Chaque année, à l’occasion de la journée mondiale de la lutte contre le SIDA, une vague d’actions préventives submerge le sol guyanais. Et pour cause, notre territoire détient le triste record du département français le plus touché par ce virus. Selon les chiffres de l’ARS, 3300 personnes vivent avec le VIH en Guyane et 10% ignorent qu’elles l’ont contracté. Par ailleurs, 30% des infections sont diagnostiquées à un stade avancé dans la ville de Cayenne. Le chiffre grimpe à 45% à Saint-Laurent du-Maroni, d’après les résultats de Santé Publique France.

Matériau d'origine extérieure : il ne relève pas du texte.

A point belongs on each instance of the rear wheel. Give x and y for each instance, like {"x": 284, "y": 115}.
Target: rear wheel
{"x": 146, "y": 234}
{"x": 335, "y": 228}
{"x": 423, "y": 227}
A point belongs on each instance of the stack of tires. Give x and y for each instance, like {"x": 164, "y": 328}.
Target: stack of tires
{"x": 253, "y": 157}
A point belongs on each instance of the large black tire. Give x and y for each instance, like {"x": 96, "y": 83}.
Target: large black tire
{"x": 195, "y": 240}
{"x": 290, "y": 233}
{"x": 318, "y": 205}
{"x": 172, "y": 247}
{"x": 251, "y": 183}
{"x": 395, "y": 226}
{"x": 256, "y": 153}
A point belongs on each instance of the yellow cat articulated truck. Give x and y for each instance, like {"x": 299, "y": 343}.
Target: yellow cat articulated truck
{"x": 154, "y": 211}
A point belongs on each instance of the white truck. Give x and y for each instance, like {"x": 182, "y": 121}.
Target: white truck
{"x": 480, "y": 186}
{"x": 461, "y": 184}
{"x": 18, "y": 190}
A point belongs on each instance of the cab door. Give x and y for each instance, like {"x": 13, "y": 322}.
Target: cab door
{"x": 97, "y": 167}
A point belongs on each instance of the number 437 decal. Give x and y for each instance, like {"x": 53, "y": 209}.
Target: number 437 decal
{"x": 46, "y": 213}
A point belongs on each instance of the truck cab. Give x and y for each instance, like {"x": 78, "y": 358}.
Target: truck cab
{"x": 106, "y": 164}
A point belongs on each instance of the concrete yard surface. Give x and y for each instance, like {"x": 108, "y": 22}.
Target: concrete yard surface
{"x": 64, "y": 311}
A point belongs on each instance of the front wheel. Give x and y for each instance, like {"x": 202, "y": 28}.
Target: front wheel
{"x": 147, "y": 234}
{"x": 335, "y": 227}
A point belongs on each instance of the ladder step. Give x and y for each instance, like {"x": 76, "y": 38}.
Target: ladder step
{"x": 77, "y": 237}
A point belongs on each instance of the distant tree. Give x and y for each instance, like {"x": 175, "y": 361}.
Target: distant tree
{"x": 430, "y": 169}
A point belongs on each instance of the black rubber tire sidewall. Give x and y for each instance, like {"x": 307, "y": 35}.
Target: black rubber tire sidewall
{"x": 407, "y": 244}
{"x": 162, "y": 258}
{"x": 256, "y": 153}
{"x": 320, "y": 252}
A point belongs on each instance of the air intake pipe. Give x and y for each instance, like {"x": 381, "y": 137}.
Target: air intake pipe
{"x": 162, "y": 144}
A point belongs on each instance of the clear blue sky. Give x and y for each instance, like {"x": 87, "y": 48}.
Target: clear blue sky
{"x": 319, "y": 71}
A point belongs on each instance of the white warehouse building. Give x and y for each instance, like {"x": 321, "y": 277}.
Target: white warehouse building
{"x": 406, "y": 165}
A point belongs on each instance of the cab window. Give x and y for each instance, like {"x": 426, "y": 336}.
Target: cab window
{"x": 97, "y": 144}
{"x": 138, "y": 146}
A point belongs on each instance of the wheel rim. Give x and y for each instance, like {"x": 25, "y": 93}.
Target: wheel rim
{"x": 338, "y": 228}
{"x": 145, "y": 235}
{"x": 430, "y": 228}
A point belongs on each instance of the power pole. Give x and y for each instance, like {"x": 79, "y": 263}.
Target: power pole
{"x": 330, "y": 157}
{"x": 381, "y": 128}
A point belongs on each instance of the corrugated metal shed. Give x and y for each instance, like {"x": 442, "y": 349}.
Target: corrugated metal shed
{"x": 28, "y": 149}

Les dépistages en recul à cause du Covid-19
Cette année, le comité de coordination régionale de la lutte contre les infections sexuellement transmissibles et VIH (COREVIH) prévoit un grand nombre d’actions à l’occasion de la journée mondiale de la lutte contre le Sida. Des animations, des stands de prévention, des ateliers participatifs, des distributions de préservatifs, des expositions interactives et des stands de dépistages sont prévus toute la semaine. Ces événements auront lieu à Saint-Laurent, Maripa-Soula, Cayenne, Rémire-Montjoly, Matoury, Taluen, Saint-Georges de l’Oyapock, Grand-Santi, Macouria, Sinnamary et Kourou.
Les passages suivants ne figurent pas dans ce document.